His tenth win of the year, it means Rea has extended his lead over Redding to 65 points. He needs 62 points in hand at the end of the weekend to be crowned champion for a sixth time in six years.
A third podium of the year – and a first WorldSBK podium on home soil – for Baz and Ten Kate Yamaha – he was followed by Alex Lowes who despite being a distant ten seconds off the front notched up his first podium since the Australian season opener back in February/March.
Making good gains from his ninth place starting position, Chaz Davies consolidated third overall with fourth position, ahead of Ducati team-mate Redding, whose fifth place result was a hard-fought reward for an eventful race.
Struggling initially down in a distant tenth, the confidence returned as the laps ticked off to the point where Redding was on the back of a fierce race-long battle for fifth between Toprak Razgatlioglu and Leon Haslam.
With the Yamaha and Honda pair swapping positions right up to the final lap, it was Haslam’s last attack into Imola that proved his undoing, the veteran getting the move done, only to high-side dramatically on the exit. That slowed up Razgatlioglu, allowing Redding to jump from seventh to fifth, with the Turk left in sixth.
With everyone behind jumping a late position, Michael Ruben Rinaldi was seventh, ahead of Xavi Fores – for his equal best result of the year – and Michael van der Mark, who ran fourth for much of the race before a crash at d’Eau dropped him down the order.

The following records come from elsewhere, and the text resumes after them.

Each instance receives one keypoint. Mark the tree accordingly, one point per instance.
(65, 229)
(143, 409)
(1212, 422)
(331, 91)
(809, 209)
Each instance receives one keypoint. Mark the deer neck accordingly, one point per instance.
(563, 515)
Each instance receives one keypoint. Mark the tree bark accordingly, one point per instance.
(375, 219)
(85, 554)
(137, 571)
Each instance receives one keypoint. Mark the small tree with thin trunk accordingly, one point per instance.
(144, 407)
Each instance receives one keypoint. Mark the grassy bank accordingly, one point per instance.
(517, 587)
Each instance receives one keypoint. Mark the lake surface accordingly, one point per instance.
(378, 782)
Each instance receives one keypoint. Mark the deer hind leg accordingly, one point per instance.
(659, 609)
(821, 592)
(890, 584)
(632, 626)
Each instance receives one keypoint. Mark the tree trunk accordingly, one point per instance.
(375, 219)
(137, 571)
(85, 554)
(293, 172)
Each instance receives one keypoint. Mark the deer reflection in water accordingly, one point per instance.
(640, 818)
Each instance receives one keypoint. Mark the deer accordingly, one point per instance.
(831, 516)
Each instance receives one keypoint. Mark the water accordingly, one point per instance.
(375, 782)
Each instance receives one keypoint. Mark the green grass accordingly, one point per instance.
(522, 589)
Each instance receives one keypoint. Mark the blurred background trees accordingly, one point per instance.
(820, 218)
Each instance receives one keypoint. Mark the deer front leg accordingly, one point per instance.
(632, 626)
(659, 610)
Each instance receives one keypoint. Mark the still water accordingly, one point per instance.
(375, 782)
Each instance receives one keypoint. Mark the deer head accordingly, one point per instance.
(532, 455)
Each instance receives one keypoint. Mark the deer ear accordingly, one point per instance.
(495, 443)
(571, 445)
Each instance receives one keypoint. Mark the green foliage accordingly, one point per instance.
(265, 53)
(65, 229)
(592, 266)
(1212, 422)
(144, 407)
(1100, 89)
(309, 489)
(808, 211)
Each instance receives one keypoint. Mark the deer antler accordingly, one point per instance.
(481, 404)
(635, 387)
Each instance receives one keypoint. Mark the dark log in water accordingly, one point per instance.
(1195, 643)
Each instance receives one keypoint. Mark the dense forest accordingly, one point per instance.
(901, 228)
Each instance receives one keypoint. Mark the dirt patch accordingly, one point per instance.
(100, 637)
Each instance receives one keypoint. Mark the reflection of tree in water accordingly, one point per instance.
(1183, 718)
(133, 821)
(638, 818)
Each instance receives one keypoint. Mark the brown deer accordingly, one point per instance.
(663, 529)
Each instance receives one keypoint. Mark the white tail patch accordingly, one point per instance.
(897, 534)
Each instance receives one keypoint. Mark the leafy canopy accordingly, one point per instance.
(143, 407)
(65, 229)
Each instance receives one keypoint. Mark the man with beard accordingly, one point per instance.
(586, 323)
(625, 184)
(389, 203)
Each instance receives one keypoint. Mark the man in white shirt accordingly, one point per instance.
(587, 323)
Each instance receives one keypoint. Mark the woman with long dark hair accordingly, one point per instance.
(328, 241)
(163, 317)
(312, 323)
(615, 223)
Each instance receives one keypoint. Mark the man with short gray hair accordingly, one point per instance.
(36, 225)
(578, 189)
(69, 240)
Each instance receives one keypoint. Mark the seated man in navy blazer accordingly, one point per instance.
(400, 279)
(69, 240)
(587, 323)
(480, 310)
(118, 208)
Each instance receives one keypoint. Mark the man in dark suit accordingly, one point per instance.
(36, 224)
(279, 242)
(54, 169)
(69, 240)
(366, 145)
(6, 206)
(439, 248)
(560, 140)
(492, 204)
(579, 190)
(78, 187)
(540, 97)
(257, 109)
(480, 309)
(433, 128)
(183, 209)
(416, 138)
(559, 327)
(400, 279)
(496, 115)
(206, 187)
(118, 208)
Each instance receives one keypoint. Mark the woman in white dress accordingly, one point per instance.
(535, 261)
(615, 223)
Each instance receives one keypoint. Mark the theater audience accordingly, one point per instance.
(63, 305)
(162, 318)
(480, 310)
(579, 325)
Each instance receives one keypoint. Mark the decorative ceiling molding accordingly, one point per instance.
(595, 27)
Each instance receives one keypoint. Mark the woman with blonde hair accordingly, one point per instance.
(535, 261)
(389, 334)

Leandro Mercado returned to the top ten on the Motocorsa Ducati, with Federico Caricasulo and a lacklustre Alvaro Bautista left to fly the flag for GRT Yamaha and Honda in 11th and 12th after their respective team-mates’ incidents.
Sylvain Barrier, Valentin Debise and WorldSBK debutant Xavier Pinsach – another to fall and remount – picking up the final points’ paying position.